Introduction

In order to implement SEO strategies and tactics properly, one must first understand the indexing and ranking life cycle of web pages. This article describes how it happens under the hood at Google, using publicly available information. There little to no information is available for other search engines.

Website Crawling

Seo Summaries Google crawling and indexing
Before a page can be indexed, it must first be discovered. This is the job of Google web crawlers ( also called Google bots or Google spiders). They rely on a database of links which is tied to a scheduler. This database is fed, amongst other, with links found in sitemap.xml files submitted in Google Search Console or found on websites.

Web crawlers pick links from the database and crawl corresponding pages. They extract all links from these pages, except the NOFOLLOW ones, and add them back to the database. The crawling information is updated in the scheduler.
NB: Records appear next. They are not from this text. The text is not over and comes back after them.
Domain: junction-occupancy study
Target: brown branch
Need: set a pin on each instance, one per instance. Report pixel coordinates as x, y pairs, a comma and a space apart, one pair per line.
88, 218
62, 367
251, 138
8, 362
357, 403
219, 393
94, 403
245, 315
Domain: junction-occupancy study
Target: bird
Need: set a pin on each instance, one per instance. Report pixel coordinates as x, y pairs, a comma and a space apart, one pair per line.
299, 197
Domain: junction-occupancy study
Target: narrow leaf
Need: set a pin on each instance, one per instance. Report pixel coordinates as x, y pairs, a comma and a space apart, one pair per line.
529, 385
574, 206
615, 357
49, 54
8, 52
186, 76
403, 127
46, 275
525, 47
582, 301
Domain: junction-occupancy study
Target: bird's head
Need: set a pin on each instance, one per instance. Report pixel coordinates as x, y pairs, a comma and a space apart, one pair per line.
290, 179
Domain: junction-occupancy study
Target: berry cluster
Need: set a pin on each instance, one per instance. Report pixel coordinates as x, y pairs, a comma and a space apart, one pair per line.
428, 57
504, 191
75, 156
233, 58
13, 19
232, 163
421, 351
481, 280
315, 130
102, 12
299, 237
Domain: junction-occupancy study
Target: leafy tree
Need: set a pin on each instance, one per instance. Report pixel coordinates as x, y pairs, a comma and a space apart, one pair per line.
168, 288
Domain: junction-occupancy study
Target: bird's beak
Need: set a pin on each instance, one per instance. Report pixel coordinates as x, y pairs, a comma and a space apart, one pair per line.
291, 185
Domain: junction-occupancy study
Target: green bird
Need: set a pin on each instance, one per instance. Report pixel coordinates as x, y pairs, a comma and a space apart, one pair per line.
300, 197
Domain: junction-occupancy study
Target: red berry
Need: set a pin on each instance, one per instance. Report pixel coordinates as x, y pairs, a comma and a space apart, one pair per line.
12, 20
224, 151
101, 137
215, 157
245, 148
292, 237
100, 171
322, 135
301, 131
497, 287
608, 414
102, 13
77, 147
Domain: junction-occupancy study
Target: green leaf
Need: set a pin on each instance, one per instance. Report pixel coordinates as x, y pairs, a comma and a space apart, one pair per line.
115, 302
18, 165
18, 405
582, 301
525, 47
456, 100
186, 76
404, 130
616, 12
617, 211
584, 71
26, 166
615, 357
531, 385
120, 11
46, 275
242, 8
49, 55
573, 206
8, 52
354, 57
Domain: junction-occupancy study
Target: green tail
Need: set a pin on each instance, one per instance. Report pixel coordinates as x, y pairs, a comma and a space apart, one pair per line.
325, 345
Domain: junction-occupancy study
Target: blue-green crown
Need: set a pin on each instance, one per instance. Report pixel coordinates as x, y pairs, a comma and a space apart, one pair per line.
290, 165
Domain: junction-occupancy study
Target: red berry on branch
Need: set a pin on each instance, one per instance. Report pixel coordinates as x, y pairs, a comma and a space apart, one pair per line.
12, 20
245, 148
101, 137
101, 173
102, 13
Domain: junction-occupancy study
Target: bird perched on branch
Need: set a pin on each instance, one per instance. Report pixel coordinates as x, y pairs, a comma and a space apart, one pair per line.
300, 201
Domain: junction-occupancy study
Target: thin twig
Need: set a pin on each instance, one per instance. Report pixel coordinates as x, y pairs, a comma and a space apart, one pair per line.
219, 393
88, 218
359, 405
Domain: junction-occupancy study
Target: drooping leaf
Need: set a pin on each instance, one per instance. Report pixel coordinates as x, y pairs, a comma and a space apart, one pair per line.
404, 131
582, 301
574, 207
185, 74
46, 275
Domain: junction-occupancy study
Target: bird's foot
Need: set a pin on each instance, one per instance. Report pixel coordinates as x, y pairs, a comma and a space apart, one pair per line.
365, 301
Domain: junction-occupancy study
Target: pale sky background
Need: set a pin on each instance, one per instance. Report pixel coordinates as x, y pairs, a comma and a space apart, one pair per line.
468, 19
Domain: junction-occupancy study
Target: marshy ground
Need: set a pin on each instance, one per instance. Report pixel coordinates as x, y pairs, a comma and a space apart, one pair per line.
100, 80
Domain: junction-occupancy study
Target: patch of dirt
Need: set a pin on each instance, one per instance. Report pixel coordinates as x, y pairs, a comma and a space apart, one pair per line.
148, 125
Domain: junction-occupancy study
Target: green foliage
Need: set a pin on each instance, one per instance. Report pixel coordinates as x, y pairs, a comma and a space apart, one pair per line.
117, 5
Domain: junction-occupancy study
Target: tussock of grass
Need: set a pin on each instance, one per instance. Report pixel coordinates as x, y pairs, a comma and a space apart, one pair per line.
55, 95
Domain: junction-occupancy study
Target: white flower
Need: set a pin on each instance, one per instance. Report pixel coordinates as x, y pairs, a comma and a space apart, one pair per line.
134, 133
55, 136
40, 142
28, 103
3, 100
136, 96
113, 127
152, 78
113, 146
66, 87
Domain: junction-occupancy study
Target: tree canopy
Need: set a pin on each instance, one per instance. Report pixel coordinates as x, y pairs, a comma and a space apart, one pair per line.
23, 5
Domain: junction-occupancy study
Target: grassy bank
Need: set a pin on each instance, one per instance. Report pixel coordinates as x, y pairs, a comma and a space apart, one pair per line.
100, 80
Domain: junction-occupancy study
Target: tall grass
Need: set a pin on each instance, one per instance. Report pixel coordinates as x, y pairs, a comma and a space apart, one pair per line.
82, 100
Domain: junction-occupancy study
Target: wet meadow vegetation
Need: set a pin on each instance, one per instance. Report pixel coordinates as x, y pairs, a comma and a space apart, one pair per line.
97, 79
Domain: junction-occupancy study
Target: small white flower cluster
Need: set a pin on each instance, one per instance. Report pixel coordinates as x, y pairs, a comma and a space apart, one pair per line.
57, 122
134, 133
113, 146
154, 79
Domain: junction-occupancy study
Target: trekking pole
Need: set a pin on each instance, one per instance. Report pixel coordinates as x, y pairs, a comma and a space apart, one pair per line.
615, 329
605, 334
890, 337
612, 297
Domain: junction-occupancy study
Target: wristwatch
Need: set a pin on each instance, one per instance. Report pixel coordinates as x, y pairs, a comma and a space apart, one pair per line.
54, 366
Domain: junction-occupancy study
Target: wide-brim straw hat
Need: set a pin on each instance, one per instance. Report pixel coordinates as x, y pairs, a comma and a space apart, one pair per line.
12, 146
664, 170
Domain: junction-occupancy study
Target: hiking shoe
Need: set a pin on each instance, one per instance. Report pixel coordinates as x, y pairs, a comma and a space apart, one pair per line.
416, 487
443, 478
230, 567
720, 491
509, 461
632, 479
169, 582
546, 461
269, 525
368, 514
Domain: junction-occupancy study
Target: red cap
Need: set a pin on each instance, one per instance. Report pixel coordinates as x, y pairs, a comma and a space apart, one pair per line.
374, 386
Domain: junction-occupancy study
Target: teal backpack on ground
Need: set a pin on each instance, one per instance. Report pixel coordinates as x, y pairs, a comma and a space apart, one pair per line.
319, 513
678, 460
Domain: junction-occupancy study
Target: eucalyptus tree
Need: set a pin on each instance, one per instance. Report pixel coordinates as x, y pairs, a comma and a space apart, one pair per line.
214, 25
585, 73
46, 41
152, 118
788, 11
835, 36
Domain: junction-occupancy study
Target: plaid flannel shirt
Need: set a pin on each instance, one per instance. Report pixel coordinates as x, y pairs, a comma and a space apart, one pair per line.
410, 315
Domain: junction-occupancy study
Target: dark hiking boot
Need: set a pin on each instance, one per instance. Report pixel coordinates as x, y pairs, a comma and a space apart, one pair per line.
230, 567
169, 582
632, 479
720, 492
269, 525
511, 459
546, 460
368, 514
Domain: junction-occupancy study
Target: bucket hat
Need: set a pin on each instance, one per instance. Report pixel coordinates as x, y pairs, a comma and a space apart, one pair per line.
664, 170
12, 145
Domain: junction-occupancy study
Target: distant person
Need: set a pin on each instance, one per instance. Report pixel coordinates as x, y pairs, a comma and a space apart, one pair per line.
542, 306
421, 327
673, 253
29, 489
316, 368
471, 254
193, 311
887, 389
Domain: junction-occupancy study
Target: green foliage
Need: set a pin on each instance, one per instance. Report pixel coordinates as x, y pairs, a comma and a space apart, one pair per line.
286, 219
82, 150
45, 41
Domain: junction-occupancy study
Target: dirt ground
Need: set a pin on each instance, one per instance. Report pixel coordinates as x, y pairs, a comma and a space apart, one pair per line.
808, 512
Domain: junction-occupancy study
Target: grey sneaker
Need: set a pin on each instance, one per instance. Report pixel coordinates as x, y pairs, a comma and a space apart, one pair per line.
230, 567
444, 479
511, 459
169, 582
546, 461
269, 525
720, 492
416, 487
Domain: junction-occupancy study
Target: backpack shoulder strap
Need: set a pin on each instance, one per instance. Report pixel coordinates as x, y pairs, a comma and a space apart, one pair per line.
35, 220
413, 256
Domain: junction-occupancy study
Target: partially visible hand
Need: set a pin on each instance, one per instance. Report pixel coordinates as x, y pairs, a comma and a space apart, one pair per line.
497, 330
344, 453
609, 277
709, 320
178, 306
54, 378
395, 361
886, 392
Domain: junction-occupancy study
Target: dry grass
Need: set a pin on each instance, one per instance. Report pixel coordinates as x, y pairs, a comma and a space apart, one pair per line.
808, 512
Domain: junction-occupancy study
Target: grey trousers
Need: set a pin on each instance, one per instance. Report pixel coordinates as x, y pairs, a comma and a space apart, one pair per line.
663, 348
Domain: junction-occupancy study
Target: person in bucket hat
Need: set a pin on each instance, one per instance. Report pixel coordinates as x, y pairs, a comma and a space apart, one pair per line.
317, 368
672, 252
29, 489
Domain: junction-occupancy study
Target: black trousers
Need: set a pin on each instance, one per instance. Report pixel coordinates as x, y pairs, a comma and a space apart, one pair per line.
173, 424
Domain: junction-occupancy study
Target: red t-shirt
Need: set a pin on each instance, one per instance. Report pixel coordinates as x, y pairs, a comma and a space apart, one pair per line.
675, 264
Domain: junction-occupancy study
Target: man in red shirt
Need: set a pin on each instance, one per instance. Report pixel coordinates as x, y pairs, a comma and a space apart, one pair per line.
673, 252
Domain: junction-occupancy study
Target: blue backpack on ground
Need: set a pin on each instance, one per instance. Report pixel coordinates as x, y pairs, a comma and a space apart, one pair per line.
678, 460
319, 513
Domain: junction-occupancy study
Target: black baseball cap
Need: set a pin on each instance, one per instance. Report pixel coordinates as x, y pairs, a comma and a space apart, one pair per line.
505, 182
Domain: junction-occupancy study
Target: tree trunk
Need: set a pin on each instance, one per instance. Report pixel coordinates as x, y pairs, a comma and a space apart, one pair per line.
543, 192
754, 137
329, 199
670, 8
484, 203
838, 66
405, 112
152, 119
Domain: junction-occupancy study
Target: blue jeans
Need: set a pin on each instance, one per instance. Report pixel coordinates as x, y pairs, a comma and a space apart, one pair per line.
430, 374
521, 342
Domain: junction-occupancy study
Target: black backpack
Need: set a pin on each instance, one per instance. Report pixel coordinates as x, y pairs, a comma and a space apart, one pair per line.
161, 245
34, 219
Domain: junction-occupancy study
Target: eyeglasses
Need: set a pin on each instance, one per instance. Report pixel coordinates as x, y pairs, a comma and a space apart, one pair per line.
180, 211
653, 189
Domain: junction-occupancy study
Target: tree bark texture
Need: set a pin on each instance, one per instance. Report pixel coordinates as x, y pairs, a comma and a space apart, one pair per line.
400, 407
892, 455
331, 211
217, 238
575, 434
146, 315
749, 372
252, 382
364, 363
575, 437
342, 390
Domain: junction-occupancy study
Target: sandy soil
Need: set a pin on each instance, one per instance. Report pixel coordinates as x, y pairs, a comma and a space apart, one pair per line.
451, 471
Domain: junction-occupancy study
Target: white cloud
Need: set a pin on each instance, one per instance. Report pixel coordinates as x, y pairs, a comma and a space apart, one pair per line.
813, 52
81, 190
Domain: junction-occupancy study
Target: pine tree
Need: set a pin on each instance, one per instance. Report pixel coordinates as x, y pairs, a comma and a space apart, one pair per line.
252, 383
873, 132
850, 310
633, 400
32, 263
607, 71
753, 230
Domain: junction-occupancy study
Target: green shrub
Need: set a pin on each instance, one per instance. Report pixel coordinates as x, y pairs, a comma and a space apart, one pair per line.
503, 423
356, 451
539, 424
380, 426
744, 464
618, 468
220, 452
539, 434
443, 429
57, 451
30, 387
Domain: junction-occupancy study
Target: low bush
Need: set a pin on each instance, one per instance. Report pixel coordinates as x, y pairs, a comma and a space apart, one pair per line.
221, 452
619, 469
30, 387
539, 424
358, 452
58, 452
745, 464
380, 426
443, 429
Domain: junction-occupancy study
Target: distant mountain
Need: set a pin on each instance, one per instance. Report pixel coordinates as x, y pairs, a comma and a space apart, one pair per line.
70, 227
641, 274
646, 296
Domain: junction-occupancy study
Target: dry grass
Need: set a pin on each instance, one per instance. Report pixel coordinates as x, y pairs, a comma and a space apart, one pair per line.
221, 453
Web pages can be crawled (or revisited) in matters of minutes or several months apart.

SEO Mistakes & Best Practices

- Crawling rates are set per server, if many sites are hosted on the same server, then it depends on the content value and its change rate for each site.
- Crawling rates are adapting to servers' capacities and response time.
- There is an upper limit to crawling rates.
- In critical situations, you can prevent Google from crawling your website by blocking access to content in your robots.txt.
- The revisit-after META tag is not used to define crawling rates.
- Setting a crawling rate means: don't crawl more than this rate!
- More crawling does not mean content is more relevant content or will rank more, it happens when it changes more often.
- Extra crawling can happen when Google has extra capacity.
- The more Google trusts a website, the more time it will spend crawling it.
- Google checks for modifications in sitemap.xml to identify new pages to crawl.
- If a website's robots.txt file cannot be read, crawling will be suspended.
- If a website goes down, crawling stops temporarily until it is live again.
- A lot of changes on a website can trigger a temporary crawling rate boost.
- Wildcard subdomains are harder to crawl, they should be avoided.
- Setting canonical links on duplicate content can reduce the amount of crawling.
- If not abused, submitting a new sitemap.xml with recent last modification dates accelerates the recrawling of corresponding URLS.
- If you systematically set the server's current date as the page's last change date, it will be ignored.
- Public pages in social websites (Facebook, Google+...) are crawled.
- Home pages are crawled a bit more frequently than other pages.
- Feeds are treated like sitemaps, but they are crawled more often.
- Use Pubhubsubhub to optimise feed crawling rates and bandwidth usage.
- Images are crawled at a lower rate than text content.
- Not all URLs are scheduled for recrawling.
- Google crawls at most 10 MB per page.